İşçi sınıfının, dönüp burjuvazinin ağzına bakmadan kendi devrimci amacı ve hedefi doğrultusunda yürümesi, temel, bağımsız devrimci sınıf politikasıdır. Belirli ülkelerin ücretli emekçileriyle de sınırlı değildir. Kendi yolunda yürümek, dünya proletaryasının, dünya burjuvazisine karşı uzlaşmaz bir mücadele yürütmesidir. Bir anın tavrı değil, sınıf mücadelesinin tüm zamanlarını kapsar. Emekçi sınıfın tarih sahnesine bağımsız olarak, bilinçli ve örgütlü olarak hareket etmesine denk gelir.
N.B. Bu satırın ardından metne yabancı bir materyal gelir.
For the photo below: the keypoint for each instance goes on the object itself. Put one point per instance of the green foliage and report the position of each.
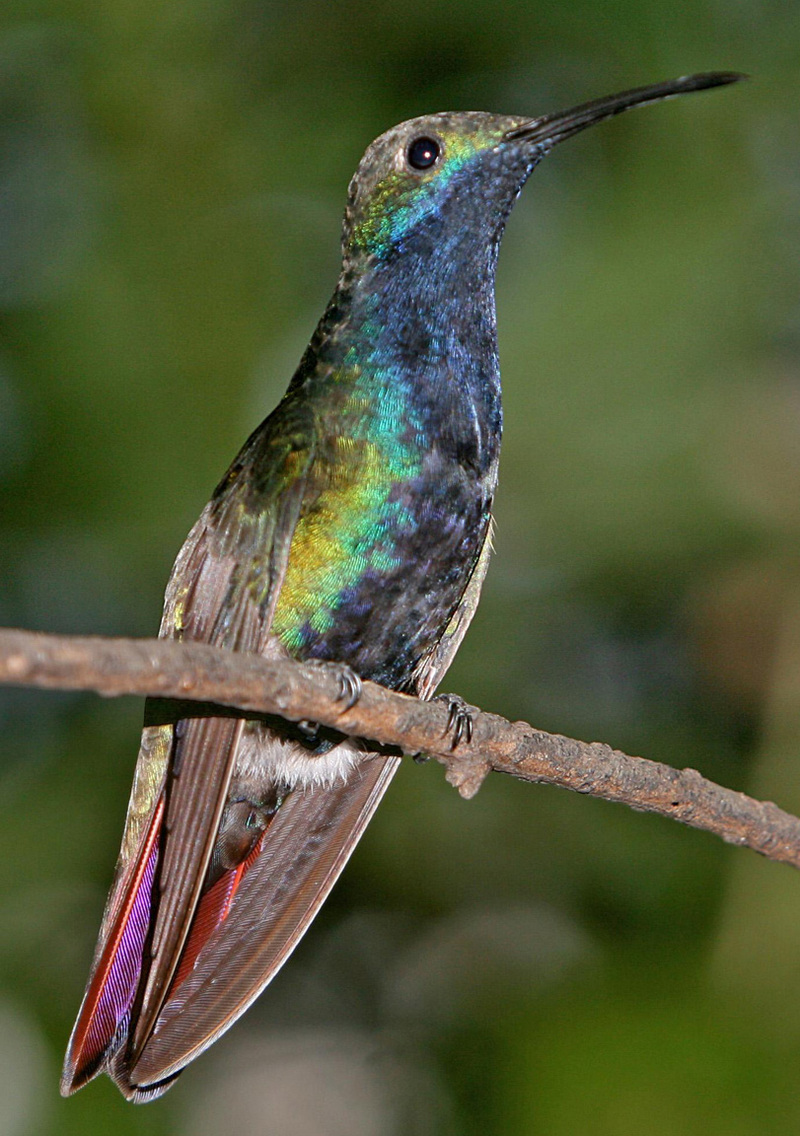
(172, 180)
İşçi sınıfı, kendisini sömüren ve ezen sömürücü sınıfın ağzına bakabilir mi? Kadınlar gerçek, tam, eksiksiz özgürlük mücadelesi verirken, dönüp erkeklerin, erkek egemen toplumun, burjuva partilerinin ne düşündüğüne bakabilir mi? Kapitalizmin ezdiği hiçbir sınıf ve toplumsal grup yeni bir gelecek mücadelesi verirken, dönüp ne söyleyecek diye burjuvazinin ağzına bakmaz. Ve yıllardır kendi doğru bildiği yolda ilerliyor, mücadele sürdürüyor. Bu, devrimci kurtuluş yoludur.
Sosyal reformist partiler ve toplumsal gruplar, proletaryanın, devrimci sınıf partisinin, devrimci kadınların ve gençliğin bu gerçek devrimci tavrından farklı olarak, her adımda, ne diyecek diye, burjuvazinin ağzına bakıyorlar. Burjuvaziyle sınıf işbirliği politikası, onları her bakımdan bağlıyor. Hiçbir zaman burjuvaziden uzak düşecek bir politika izlemediler. Gezi Haziran Halk Ayaklanmasında bile, burjuvaziyle birlikte hareket etme çizgisini aşmadılar. Dolaysıyla, gerçek devrimci işçi sınıfı hareketi, ancak, burjuvazinin ağzına bakan uzlaşmacı hareketleri aşarak, amacı ve hedefi yönünde ilerleyebilir.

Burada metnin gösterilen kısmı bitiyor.